Entre-temps à Gaza, le Hamas a arrêté dans la nuit de samedi à dimanche Yahya Rabah, un cadre du Fateh et ancien représentant diplomatique palestinien au Yémen, accusé de « corruption ». « Sa convocation n’est pas liée à la politique, mais à des questions de corruption financière », s’est défendu un porte-parole du ministère de l’Intérieur du Hamas à Gaza, Ihab al-Ghassine.
Toujours dans la bande de Gaza, dix personnes ont été blessées samedi dont deux par balles, lors de heurts entre partisans du Fateh et du Hamas. Les heurts se sont produits dans la localité de Khan Younès (sud de la bande de Gaza) suite à l’annonce par le Hamas de la destitution d’un imam local pro-Fateh pour être remplacé par un religieux, pro-Hamas.
Enfin, le Hamas et l’Égypte se sont mis d’accord pour le passage, par le point de passage de Rafah, de plusieurs dizaines de membres du Hamas bloqués depuis plus de trois mois en territoire égyptien, a affirmé hier à l’AFP un porte-parole du Hamas. [1]
Pendant ce temps en Cisjordanie, la colonisation et ses violences continuent :
Des centaines de colons tentent de créer des colonies sauvages en Cisjordanie
[2]
Plusieurs centaines de colons et de militants de droite israéliens occupaient hier quatre sites de Cisjordanie dans l’intention d’y créer des colonies sauvages. Quelque 400 militants voulaient notamment établir une implantation sauvage sur une colline près de la localité palestinienne de Halhoul, dans le sud de la Cisjordanie, a constaté un journaliste de l’AFP. Les occupants, des jeunes gens pour la plupart, ont dressé quatre cabanes de fortune, à l’occasion de la fête juive de Soukkot (Tabernacles), malgré un ordre de l’armée qui avait déclaré le secteur « zone militaire fermée ». Plusieurs dizaines de soldats et de policiers étaient déployés à proximité, mais ils ne sont pas intervenus dans l’immédiat.

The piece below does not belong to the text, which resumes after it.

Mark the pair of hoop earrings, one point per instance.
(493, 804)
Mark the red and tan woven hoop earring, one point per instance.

D’autres manifestants opposés à tout éventuel retrait de Cisjordanie pouvant entraîner le démantèlement de colonies ont occupé trois autres sites et tenté de s’implanter sur un quatrième, selon les organisateurs. Sur une colline proche de la colonie d’Efrat, dans la région de Bethléem, un groupe de 600 personnes s’organisait pour y passer la nuit. Dans la région de Naplouse (Nord), on dénombrait quelque 200 manifestants sur une hauteur proche de la colonie d’Eilon Moreh et 500 autres près de la colonie de Kedoumim. Dans le secteur de Ramallah (centre), plusieurs centaines de colons tentaient de forcer les barrages de la police et de l’armée pour gagner une hauteur proche de la colonie de Hashmonaïm. L’armée devrait autoriser les squatters à passer la nuit sur les sites qu’ils occupent en vue d’une évacuation aujourd’hui, a indiqué à l’AFP Nadia Matar, l’une des organisatrices de ces manifestations.
Selon le mouvement pacifiste israélien La Paix maintenant, il y a une centaine de colonies sauvages habitées en Cisjordanie, dont 56 établies après l’arrivée au pouvoir de l’ancien Premier ministre israélien Ariel Sharon, en mars 2001. Israël s’est engagé auprès des États-Unis à démanteler ces colonies, mais cette promesse n’a pas été suivie d’effet. Pour la communauté internationale, toutes les colonies dans les territoires occupés depuis juin 1967 sont illégales, qu’elles aient ou non obtenu le feu vert des autorités israéliennes.